The student will experiment with differents genres and styles in writing short pieces with powerful diction and creative premises.

Creative Piece Artifact: A relatively short science fiction piece about a girl who, following an argument with her brother, finds herself in a rather unusual library.


The idea for “Liquid Library” just popped into my head one day when I heard my little brother ask my mum about the “ten percent mystery”; the myth stating that the average human being only ever uses about ten percent of their brain. I knew that there was no scientific evidence proving this, but it set me thinking about that other ninety percent which, according to the myth, never does anything. This of course spawned the idea: What if it did? And there I had the premise for “Liquid Library”.

However, I was determined not to let “Liquid Library” become some futuristic drama involving people able to use telekinesis or even telepathy. No, I was more interested in human curiosity; in the same way that I had thought “What about the other ninety percent?”, I wanted to show people in my character’s world having the same thoughts. So I created the Library which tested a person’s capacity for knowledge even before I had developed a main character (or even a character) for the story. But I hadn’t gotten too far into the process of puzzling out the Library, before Jamie strolled nonchalantly into my head, waved hello, and settled down.

At first, I was annoyed at this forward and fully formed character always on my mind while I attempted to create the character I had originally intended: a boy, about eleven or twelve, and rather cheeky. But I soon realized there was a reason she wouldn’t leave, so I gave her the boy’s name (Jamie) and worked with her from there. Once I had accepted Jamie, the rest of the story just formed itself around her: the fight with her brother, the walk to nowhere, ending up in the Library, the boy in the ‘reading room’, and Jamie’s fate.

“Liquid Library” showed me that if I just sit down and sit still for about fifteen minutes, my brain will do most of the work for me right away.

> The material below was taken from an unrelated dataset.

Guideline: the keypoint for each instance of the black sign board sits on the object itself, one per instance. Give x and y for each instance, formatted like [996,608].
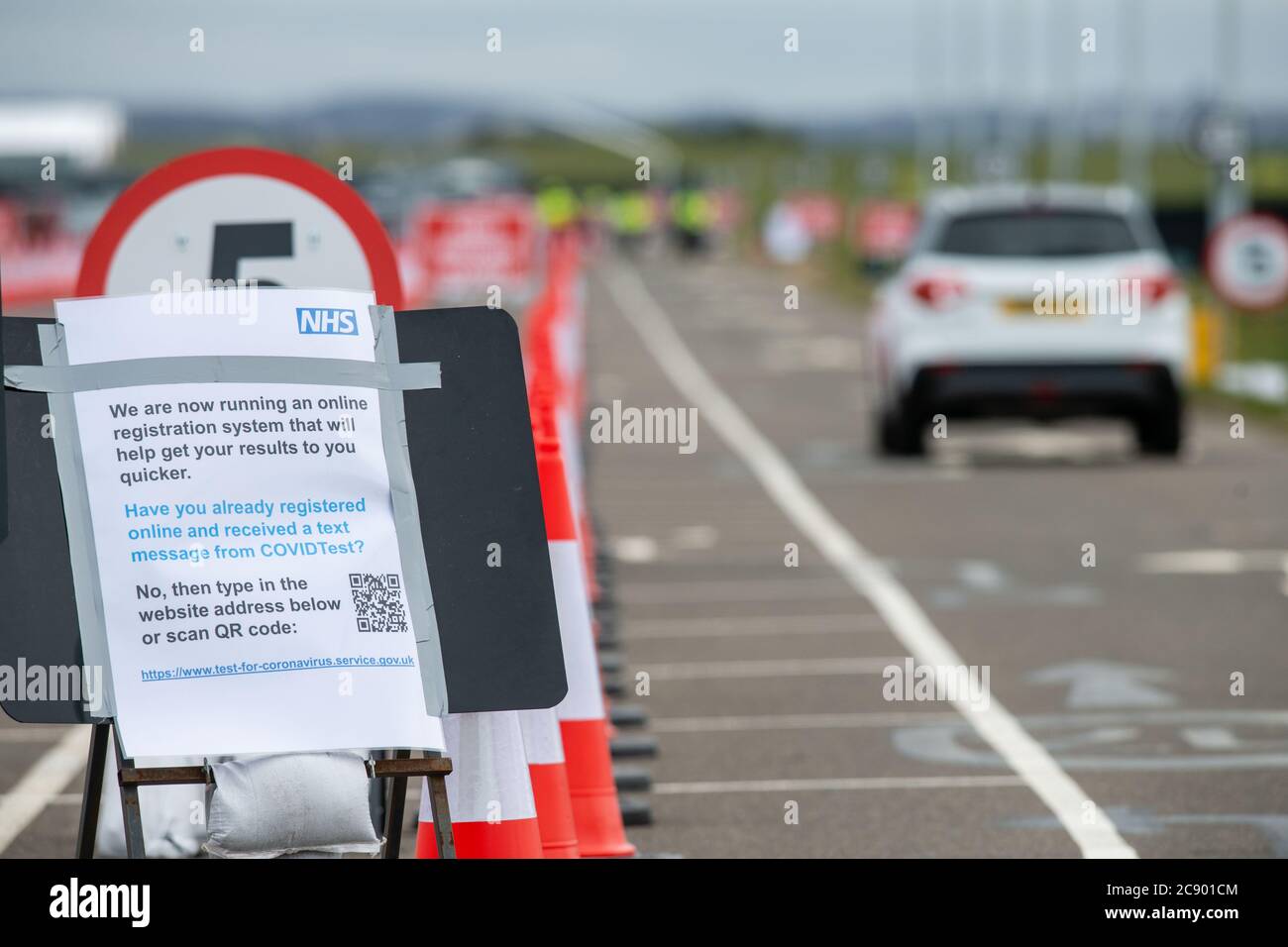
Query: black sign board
[472,458]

When confronted with the computer screen or a blank piece of paper I feel like I need to concentrate on writing something, not thinking not through like I did for “Liquid Library”. This made me realize that I should approach more than just my creative writing in such a way.

I am particularly proud of this piece as a story and I think it demonstrates my grasp of plot structure and narrative well, though there is definitely room for improvement. The weakest section by far of this story are the first three or four paragraphs, though really the first six could use some work. These paragraphs are not written well at all. The way in which I just threw the reader into the situation was not as effective as I might have hoped and the sudden mention of Peter, without any explanation of who he is, distracts the reader from what is actually taking place. The explanation of the situation, which comes in paragraph three, is awkward and the language is repetitious. This holds true for most of the first six paragraphs, though a few other problems exist as well.

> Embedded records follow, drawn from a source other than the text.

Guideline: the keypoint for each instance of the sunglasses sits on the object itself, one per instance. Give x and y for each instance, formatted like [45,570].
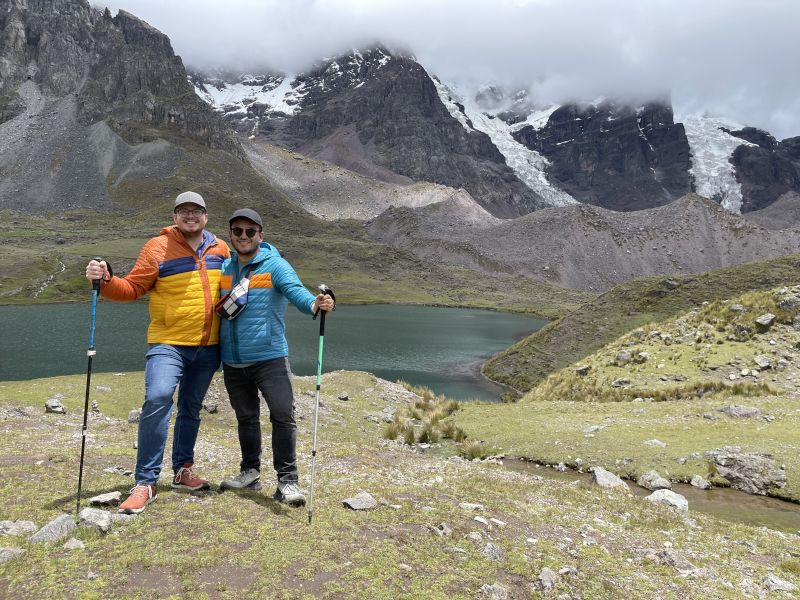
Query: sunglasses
[238,231]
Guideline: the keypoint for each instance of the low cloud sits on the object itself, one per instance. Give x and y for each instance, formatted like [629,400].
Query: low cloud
[732,58]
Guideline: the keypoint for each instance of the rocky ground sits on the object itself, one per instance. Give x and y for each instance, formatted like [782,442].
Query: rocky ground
[428,524]
[585,247]
[713,394]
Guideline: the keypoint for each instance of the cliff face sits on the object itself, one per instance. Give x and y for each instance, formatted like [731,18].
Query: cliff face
[615,157]
[767,170]
[119,68]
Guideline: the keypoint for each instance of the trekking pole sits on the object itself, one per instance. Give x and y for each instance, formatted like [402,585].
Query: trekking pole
[323,289]
[90,353]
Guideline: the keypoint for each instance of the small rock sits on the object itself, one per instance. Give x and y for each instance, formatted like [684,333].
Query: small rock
[623,358]
[55,530]
[471,506]
[655,443]
[108,499]
[608,480]
[361,501]
[547,579]
[652,481]
[7,554]
[494,591]
[74,544]
[762,361]
[94,517]
[53,405]
[741,411]
[669,498]
[17,527]
[675,560]
[772,583]
[492,551]
[765,321]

Out of these, the one that bothers me most is the line “And so she walked on.” Whenever I read this again, I cringe at my own stupidity in including it. I must’ve thought it interesting to write like that, but now I realize that the opposite is true. The line is so awkward that it distracts from the flow (as far as this section can be said to have flow) of the narrative and commands the reader to pause and look back on it to consider if the author really intended it to read in such away.

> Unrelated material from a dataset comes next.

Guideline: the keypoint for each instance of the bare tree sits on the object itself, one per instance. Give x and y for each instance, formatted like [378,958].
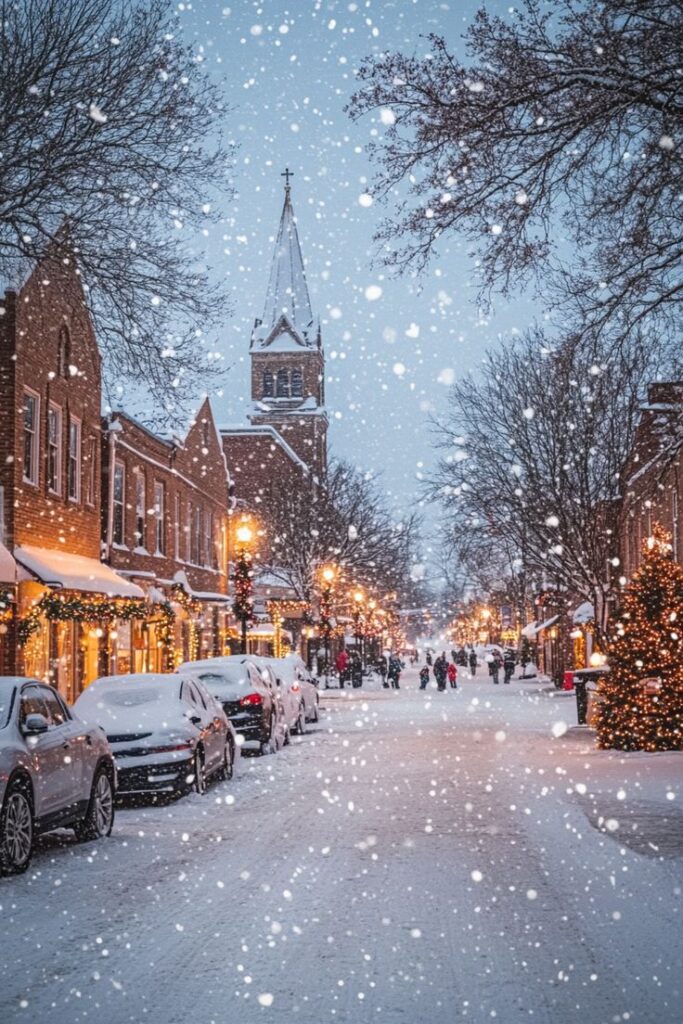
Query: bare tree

However, following the first six paragraphs, I really am proud of my writing in this story, particularly in most the descriptions and dialogue. The narrative is uninterrupted (barring the card Jamie receives from the two blank ‘nurses’ which I really should have written differently) and smooth. I maintained the mood throughout the piece and developed Jamie’s character well and without contradicting her personality. The last complaint I might have if I were the reader would be that the events could be more developed. Reading the story again, I realized that many of the occurrences were really just thrown at the reader without much time in between them for the reader to digest what had happened or to think about what was actually said and done in between.

Writing “Liquid Library” was a great deal of fun; much more fun than almost every other creative piece on this blog. Almost the entire time the words just flowed through my fingers and onto the keys and I barely had to think. However all this ended when I realized that I had to end the story somehow. I had the ending in my head; I knew that Jamie would be trapped in the room forever and that she would fall victim to the addiction of the ‘books’, as all those others before her had done, but I couldn’t figure how to do it. Originally I the last line of the entire story actually was: “But she had to get out, she had to get far, far away, she had to find Peter and apologize. . . .” But that just didn’t feel finished; it felt more like the author was about to pick up the pen again and continue as the ellipsis suggested. And I meant to, I just couldn’t find a good way to explain what happened to Jamie in maybe only a paragraph or two more.

I was on the verge of hitting the ‘publish’ button when I had the idea of someone restraining Jamie and forcing her to drink a ‘book’. I wrote this and then the flow was back and my favorite line in the entire piece (with the possible exception of “It’s only heroine for the nerdy.”) was suddenly on the computer screen: “Pride and Prejudice should do you fine, dear.” And I ended it there.